Medina man grateful for 100 months of being cancer-free
MEDINA – Rob Robinson’s whole life changed in 2014, after what he thought was a routine visit to his doctor.
Robinson, 66, has always suffered from allergies, so kept regular appointments with Dr. Surinder Bath in Medina, during which Robinson routinely had blood work done. It was after one of those appointments that he got a call from the doctor’s office saying he had to come back to the office, “Now.”
“I arrived to find Dr. Bath with tears rolling down his cheeks,” Robinson said. “He had me booked at Roswell at 9 the next morning.”
His blood work showed he had multi melanoma, a cancer of the bone marrow.
“What has happened since is a series of miracles,” Robinson said.
The first few months were really rough, he said. He had to be driven to Roswell once a month, where he spent an entire day having his stem cells collected. Often, they couldn’t harvest enough and he would have to return again and again. Once, he had to go 12 straight days, arriving at 6 a.m. and lying in bed for six hours while hooked to a machine.
“I would lay there and watch the Rockford Files,” Robinson said. “When the show was over, I knew the procedure was half way through.”
His pastor, the Rev. Vince Iorio of the Calvary Tabernacle Assembly of God, arranged for someone to take him and come back and get him each day.
This regimen has continued for eight years, which includes taking three chemo pills a day and visiting the clinic at Roswell once a month.
“I’m in my 100th cycle now, meaning Jan. 26 will be my 100th monthly visit,” Robinson said. “The nurses have told me people rarely make it to the 100th month. All my numbers are miraculously normal.”
Robinson volunteered to be in a study, so the treatments don’t cost him anything. If they did, he would have passed the $1 million mark long ago, he said.
Robinson and his wife Cindy are eager to share his story to tell people the importance of early detection. Robinson, whose mother Virginia Bishop used to play piano at the Apple Grove, inherited his mother’s love of music, and has played piano in big-name area bands all his life.
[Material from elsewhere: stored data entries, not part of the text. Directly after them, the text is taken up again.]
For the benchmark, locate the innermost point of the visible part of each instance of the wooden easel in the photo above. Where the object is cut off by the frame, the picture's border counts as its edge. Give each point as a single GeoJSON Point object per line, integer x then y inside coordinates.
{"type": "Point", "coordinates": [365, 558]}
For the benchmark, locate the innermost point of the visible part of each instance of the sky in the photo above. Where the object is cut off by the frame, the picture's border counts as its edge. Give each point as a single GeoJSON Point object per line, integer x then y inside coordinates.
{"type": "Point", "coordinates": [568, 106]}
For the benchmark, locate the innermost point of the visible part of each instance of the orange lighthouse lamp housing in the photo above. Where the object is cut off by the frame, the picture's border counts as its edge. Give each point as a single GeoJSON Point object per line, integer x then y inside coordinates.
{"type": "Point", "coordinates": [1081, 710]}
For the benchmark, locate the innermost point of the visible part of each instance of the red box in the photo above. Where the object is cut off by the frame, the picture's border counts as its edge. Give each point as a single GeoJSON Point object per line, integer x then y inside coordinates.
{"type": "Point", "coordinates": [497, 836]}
When he decided 10 years ago to form his own band, which he calls the “A” Band, he decided to use the band to spread the word about early detection. His first wife died of cancer in 2006, and he has since played gigs on what he calls the “Kill Cancer Tour.”
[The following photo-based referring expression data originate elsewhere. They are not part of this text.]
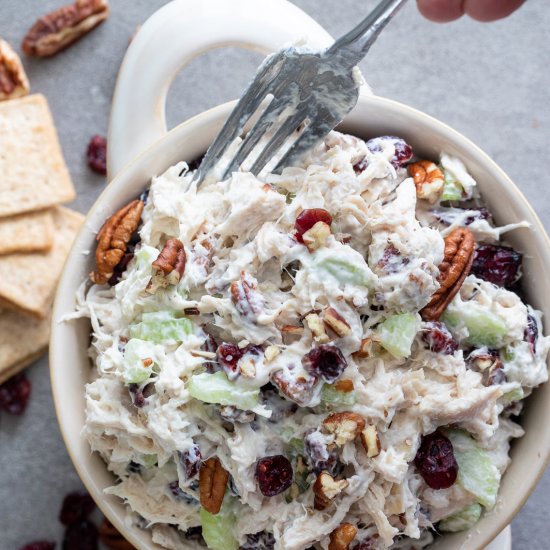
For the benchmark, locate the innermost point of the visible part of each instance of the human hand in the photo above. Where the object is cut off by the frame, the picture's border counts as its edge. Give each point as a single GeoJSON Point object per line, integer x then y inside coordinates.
{"type": "Point", "coordinates": [482, 10]}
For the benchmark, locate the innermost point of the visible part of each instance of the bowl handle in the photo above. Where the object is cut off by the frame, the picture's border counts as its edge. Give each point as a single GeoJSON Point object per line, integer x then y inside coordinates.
{"type": "Point", "coordinates": [170, 39]}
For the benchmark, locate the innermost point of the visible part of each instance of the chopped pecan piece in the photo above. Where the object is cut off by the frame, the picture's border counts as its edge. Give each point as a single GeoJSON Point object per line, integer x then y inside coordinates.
{"type": "Point", "coordinates": [57, 30]}
{"type": "Point", "coordinates": [111, 538]}
{"type": "Point", "coordinates": [345, 426]}
{"type": "Point", "coordinates": [168, 268]}
{"type": "Point", "coordinates": [13, 80]}
{"type": "Point", "coordinates": [371, 441]}
{"type": "Point", "coordinates": [344, 385]}
{"type": "Point", "coordinates": [457, 261]}
{"type": "Point", "coordinates": [212, 483]}
{"type": "Point", "coordinates": [428, 179]}
{"type": "Point", "coordinates": [326, 489]}
{"type": "Point", "coordinates": [342, 537]}
{"type": "Point", "coordinates": [113, 239]}
{"type": "Point", "coordinates": [315, 324]}
{"type": "Point", "coordinates": [298, 389]}
{"type": "Point", "coordinates": [244, 294]}
{"type": "Point", "coordinates": [317, 236]}
{"type": "Point", "coordinates": [336, 322]}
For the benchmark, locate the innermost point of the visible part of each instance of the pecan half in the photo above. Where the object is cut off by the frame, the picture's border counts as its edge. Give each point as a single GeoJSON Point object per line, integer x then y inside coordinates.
{"type": "Point", "coordinates": [244, 294]}
{"type": "Point", "coordinates": [428, 179]}
{"type": "Point", "coordinates": [13, 80]}
{"type": "Point", "coordinates": [342, 537]}
{"type": "Point", "coordinates": [212, 483]}
{"type": "Point", "coordinates": [297, 389]}
{"type": "Point", "coordinates": [336, 322]}
{"type": "Point", "coordinates": [345, 426]}
{"type": "Point", "coordinates": [169, 266]}
{"type": "Point", "coordinates": [326, 489]}
{"type": "Point", "coordinates": [111, 538]}
{"type": "Point", "coordinates": [113, 239]}
{"type": "Point", "coordinates": [57, 30]}
{"type": "Point", "coordinates": [371, 441]}
{"type": "Point", "coordinates": [457, 261]}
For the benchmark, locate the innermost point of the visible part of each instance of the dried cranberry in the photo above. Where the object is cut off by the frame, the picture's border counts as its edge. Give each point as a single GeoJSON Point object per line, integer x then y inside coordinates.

He believes God’s hand is in his life, which is why he has been able to attain total remission. He also has a philosophy.
“It’s all about attitude,” he said. “There’s no laying around feeling sorry for myself. Besides my band, I started the Busker Festival during Ale in Autumn last fall. It was so successful, we are making it an annual event. I’m still involved in Scouting and work at my job as an electrical inspector.”
On Feb. 10, Robinson and his band will perform at Lee-Whedon Memorial Library in Medina for the Finally Fridays concert series at 7 p.m.
There isn’t a day goes by that he doesn’t give thanks for his miraculous life.